Andrew Wrobel is head of editorial of Emerging Europe. Trained as a journalist and a film maker, he has worked for broadcast media for almost 15 years, covering business and economy and, occasionally, culture and tourism. He has authored and contributed to a number of international business, investment and trade-related publications and reports. In 2014, Andrew was awarded, by London-based EVCOM, for his coverage of an awareness campaign UKTI ran about CEE. He's a moderator, panelist and a media commentator. Twitter: @andrew__wrobel

For us, emerging Europe is a region that comprises 23 countries — some of them belonging to the European Union, some believing they will join the Bloc soon and still others having chosen the Eurasian Economic Union. Are they New Europe, New Eastern Europe, Eastern Europe, Central and Eastern Europe or maybe emerging Europe? Is it something else again?
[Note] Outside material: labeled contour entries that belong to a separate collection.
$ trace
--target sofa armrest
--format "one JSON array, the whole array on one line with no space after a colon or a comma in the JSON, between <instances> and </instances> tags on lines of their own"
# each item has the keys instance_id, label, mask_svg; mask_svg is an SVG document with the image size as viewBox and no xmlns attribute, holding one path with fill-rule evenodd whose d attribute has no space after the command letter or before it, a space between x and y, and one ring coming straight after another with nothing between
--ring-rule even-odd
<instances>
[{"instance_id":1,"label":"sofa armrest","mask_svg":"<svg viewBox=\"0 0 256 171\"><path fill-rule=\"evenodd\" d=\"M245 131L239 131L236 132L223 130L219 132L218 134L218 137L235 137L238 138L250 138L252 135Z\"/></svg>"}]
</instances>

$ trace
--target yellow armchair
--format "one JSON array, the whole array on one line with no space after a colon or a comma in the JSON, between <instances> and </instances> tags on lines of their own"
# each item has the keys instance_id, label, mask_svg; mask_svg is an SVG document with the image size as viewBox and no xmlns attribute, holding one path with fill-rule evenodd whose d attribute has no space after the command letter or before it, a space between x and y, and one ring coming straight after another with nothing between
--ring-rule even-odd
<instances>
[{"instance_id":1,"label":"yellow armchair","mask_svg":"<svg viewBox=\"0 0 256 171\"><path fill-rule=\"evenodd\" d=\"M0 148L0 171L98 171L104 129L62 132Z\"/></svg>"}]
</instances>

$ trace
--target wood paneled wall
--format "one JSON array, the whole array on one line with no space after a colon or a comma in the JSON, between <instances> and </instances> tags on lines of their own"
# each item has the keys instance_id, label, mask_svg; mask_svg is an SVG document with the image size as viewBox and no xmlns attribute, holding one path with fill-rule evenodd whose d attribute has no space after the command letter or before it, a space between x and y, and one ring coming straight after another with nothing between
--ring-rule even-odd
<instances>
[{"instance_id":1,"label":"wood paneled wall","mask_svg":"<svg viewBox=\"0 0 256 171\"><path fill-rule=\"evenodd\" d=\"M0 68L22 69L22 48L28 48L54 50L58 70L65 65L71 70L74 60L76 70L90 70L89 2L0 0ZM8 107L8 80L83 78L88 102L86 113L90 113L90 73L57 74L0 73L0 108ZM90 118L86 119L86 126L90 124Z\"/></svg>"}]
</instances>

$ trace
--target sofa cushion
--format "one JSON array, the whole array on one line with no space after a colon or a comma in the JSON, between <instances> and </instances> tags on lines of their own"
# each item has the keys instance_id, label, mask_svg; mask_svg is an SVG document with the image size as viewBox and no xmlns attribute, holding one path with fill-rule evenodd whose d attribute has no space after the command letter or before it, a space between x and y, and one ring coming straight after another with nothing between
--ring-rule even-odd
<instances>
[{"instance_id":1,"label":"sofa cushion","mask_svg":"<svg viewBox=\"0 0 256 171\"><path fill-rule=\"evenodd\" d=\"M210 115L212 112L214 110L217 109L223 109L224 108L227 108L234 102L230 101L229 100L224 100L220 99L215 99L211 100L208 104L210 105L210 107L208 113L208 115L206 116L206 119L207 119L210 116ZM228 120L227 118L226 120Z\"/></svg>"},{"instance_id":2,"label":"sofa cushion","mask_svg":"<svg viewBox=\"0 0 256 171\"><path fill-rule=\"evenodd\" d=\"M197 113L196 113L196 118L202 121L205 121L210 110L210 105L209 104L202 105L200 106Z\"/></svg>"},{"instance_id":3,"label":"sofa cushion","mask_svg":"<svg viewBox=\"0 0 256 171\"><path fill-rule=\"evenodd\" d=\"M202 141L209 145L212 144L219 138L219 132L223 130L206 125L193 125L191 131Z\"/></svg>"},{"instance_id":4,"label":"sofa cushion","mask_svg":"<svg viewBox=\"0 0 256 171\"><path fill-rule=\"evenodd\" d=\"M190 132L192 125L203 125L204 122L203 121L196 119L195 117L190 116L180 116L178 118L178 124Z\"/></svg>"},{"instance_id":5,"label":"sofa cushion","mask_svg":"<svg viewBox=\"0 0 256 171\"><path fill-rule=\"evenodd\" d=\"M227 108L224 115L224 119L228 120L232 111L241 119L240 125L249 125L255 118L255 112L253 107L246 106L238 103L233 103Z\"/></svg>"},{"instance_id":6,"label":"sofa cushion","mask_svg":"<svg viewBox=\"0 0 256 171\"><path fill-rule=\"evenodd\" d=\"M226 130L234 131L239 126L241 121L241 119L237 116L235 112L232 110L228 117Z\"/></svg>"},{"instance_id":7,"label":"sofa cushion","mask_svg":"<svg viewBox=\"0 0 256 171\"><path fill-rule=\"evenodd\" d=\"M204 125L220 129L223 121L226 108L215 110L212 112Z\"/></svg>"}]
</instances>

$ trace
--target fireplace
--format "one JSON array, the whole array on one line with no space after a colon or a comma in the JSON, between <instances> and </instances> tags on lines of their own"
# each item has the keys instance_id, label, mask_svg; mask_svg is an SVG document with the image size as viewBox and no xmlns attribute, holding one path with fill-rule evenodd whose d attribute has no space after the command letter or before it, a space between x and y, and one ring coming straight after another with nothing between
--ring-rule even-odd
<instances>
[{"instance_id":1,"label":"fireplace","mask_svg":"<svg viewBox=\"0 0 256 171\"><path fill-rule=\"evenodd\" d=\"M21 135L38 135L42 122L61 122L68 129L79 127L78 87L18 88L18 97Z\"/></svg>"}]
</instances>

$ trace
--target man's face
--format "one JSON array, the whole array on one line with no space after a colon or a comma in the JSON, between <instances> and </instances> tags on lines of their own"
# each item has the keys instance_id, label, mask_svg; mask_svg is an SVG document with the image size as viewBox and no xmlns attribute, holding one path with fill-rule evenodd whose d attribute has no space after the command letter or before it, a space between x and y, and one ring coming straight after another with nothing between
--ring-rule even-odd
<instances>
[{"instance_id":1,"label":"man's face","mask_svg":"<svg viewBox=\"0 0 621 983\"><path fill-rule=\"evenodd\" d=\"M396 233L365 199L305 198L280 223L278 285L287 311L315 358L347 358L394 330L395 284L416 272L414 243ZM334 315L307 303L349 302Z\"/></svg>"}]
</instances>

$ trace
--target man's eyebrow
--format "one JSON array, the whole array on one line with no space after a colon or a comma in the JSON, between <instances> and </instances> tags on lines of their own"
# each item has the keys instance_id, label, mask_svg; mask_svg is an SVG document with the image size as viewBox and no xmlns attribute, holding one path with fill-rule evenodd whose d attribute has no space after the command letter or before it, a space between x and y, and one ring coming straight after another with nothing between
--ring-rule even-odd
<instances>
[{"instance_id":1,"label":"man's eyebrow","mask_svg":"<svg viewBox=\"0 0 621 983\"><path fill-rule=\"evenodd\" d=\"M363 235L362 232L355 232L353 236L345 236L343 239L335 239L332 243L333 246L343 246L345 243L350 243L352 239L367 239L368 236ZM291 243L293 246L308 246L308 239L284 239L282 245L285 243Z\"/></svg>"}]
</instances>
“Back in the ‘good old’ Cold War days, defining Eastern Europe was easy. It was made up of all those losers who were on the wrong side of the Iron Curtain. Eastern Europe had those ‘backward’ communist countries, which were frozen in the Stone Age,” Francis Tapon writes in his book The Hidden Europe: What Eastern Europeans Can Teach Us.

“Whether Eastern Europeans like it or not, the communist experience is still in their collective memory. (…) It’s part of who they are. The legacy of slavery can still be felt in the southern regions of the US, even though slavery ended 150 years ago. Communism in contrast, ended [only] 25 years ago,” Tapon continues.

But is this legacy something the emerging Europe countries should be ashamed of? On the contrary, I believe. The economies started their transition at the beginning of the 1990s and most of them can rightly say that they are no longer emerging markets. Slovenia and the Czech Republic, for example, have been referred to as developed economies for some time now and have a GDP per capita that is higher than in some of the older EU member states. What others have been building since WWII these countries have achieved within a quarter of a century.

But it’s not only that — the decades of communism have also helped create a large pool of hard-working talent. Years of hardship have taught them creativity, entrepreneurship and persistence, all of which are highly appreciated, not only in the region but also across the Old Continent and beyond. Aren’t these things the people of emerging Europe should be proud of?

In this Life in Transition special report, which is released during the EBRD 2017 Annual Meeting and Business Forum in Cyprus, we discuss the transition process in emerging Europe as well as in the EBRD region, which covers 36 countries. We look at key elements of a successful transition, the process in various areas, the advantages the region has, as well as the challenges it is facing. We also look at the future of the region, as well as of the European Union and all of Europe.